Proving that $f(x)=\frac{1}{2\pi}\int_{-\infty}^{\infty}e^{ixy}\int_{-\infty}^{\infty}e^{-ixy}f(x)dxdy$.

Question

I need to show that if $f\in L^2(\mathbb{R})$ then $$\displaystyle f(x)=\frac{1}{2\pi}\int_{-\infty}^{\infty}e^{ixy}\left(\int_{-\infty}^{\infty}e^{-ixy}f(x)dx\right)dy$$

Answer 1

The standard proof uses the idea of gaussian regularization. First, write

$$ \mathcal{F}\{f\}(\xi) = \hat{f}(\xi) = \int_{-\infty}^{\infty} f(x)e^{-i\xi x} \, \mathrm{d}x. $$

Since $\mathcal{F}$ is a continuous linear operator on $L^2(\mathbb{R})$, it suffices to establish the Fourier inversion formula on a dense subset $\mathcal{D}$ of $L^{2}(\mathbb{R})$. For the purpose of our proof, we will choose $\mathcal{D}$ such that $f \in C_b(\mathbb{R}) \cap L^{1}(\mathbb{R})$ and $\hat{f} \in L^1(\mathbb{R})$ for each $f \in \mathcal{D}$. (Note that such $\mathcal{D}$ indeed exists. For instance, we may choose $\mathcal{D}$ as the Schwartz space.)

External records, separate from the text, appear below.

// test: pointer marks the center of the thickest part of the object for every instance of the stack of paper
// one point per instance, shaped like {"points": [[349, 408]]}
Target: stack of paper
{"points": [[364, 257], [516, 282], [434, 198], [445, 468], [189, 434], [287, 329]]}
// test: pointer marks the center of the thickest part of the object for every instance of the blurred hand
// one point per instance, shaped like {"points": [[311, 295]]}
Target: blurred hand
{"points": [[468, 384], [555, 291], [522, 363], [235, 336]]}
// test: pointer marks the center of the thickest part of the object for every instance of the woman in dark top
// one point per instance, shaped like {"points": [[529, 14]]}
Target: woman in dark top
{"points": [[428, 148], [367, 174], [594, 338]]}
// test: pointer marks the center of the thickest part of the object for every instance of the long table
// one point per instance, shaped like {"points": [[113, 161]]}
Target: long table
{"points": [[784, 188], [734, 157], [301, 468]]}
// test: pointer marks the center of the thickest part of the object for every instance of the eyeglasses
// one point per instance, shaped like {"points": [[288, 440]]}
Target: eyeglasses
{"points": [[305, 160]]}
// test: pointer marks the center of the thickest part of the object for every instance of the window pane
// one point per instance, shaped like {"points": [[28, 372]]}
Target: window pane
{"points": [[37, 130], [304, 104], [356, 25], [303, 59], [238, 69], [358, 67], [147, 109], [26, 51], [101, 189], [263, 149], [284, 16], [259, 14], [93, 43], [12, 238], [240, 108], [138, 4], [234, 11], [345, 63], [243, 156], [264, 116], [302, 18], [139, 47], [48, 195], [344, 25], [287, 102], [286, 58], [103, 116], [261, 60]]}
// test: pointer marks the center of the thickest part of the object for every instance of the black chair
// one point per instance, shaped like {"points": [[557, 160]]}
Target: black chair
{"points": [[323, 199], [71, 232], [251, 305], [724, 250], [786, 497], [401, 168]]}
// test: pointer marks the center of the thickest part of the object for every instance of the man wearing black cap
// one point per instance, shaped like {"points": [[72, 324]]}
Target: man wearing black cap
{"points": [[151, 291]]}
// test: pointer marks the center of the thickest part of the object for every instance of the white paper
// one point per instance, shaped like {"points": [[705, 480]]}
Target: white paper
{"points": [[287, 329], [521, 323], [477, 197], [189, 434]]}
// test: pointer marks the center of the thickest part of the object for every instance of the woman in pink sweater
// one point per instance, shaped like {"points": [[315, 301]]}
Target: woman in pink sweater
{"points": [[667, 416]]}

Let $f \in \mathcal{D}$. Since $\hat{f} \in L^1(\mathbb{R})$, the dominated convergence theorem tells that

$$ \lim_{\epsilon \to 0^+} \int_{-\infty}^{\infty} e^{ix\xi} e^{-\epsilon \xi^2} \hat{f}(\xi) \, \mathrm{d}\xi = \int_{-\infty}^{\infty} e^{ix\xi} \hat{f}(\xi) \, \mathrm{d}\xi. $$

On the other hand, by the Fubini's Theorem and the gaussian integral,

\begin{align*} \frac{1}{2\pi} \int_{-\infty}^{\infty} e^{ix\xi} e^{-\epsilon \xi^2} \hat{f}(\xi) \, \mathrm{d}\xi &= \frac{1}{2\pi} \int_{-\infty}^{\infty} e^{ix\xi} e^{-\epsilon \xi^2} \left( \int_{-\infty}^{\infty} e^{-i\xi y}f(y) \, \mathrm{d}y \right) \, \mathrm{d}\xi \\ &= \frac{1}{2\pi} \int_{-\infty}^{\infty} \left( \int_{-\infty}^{\infty} e^{i(x-y)\xi} e^{-\epsilon \xi^2} \, \mathrm{d}\xi \right) f(y) \, \mathrm{d}y \\ &= \frac{1}{\sqrt{4\epsilon\pi}} \int_{-\infty}^{\infty} e^{-\frac{(y-x)^2}{4\epsilon}} f(y) \, \mathrm{d}y \end{align*}

Substituting $y=x+\sqrt{4 \epsilon \pi} \, t$, it follows that

\begin{align*} \frac{1}{2\pi} \int_{-\infty}^{\infty} e^{ix\xi} e^{-\epsilon \xi^2} \hat{f}(\xi) \, \mathrm{d}\xi &= \int_{-\infty}^{\infty} e^{-\pi t^2} f(x+\sqrt{4 \epsilon \pi} \, t) \, \mathrm{d}t \end{align*}

Since $f$ is bounded and continuous, this converges to

$$ \int_{-\infty}^{\infty} e^{-\pi t^2} f(x) \, \mathrm{d}t = f(x) $$

as $\epsilon \to 0^+$ by the dominated convergence theorem. This proves that

$$ \frac{1}{2\pi} \int_{-\infty}^{\infty} e^{ix\xi} \hat{f}(\xi) \, \mathrm{d}\xi = f(x) $$

for all $f \in \mathcal{D}$ and $x \in \mathbb{R}$, hence establishing the Fourier inversion formula over $\mathcal{D}$. Now as mentioned in the beginning, this extends to all of $L^2(\mathbb{R})$ via the continuity of $\mathcal{F}$.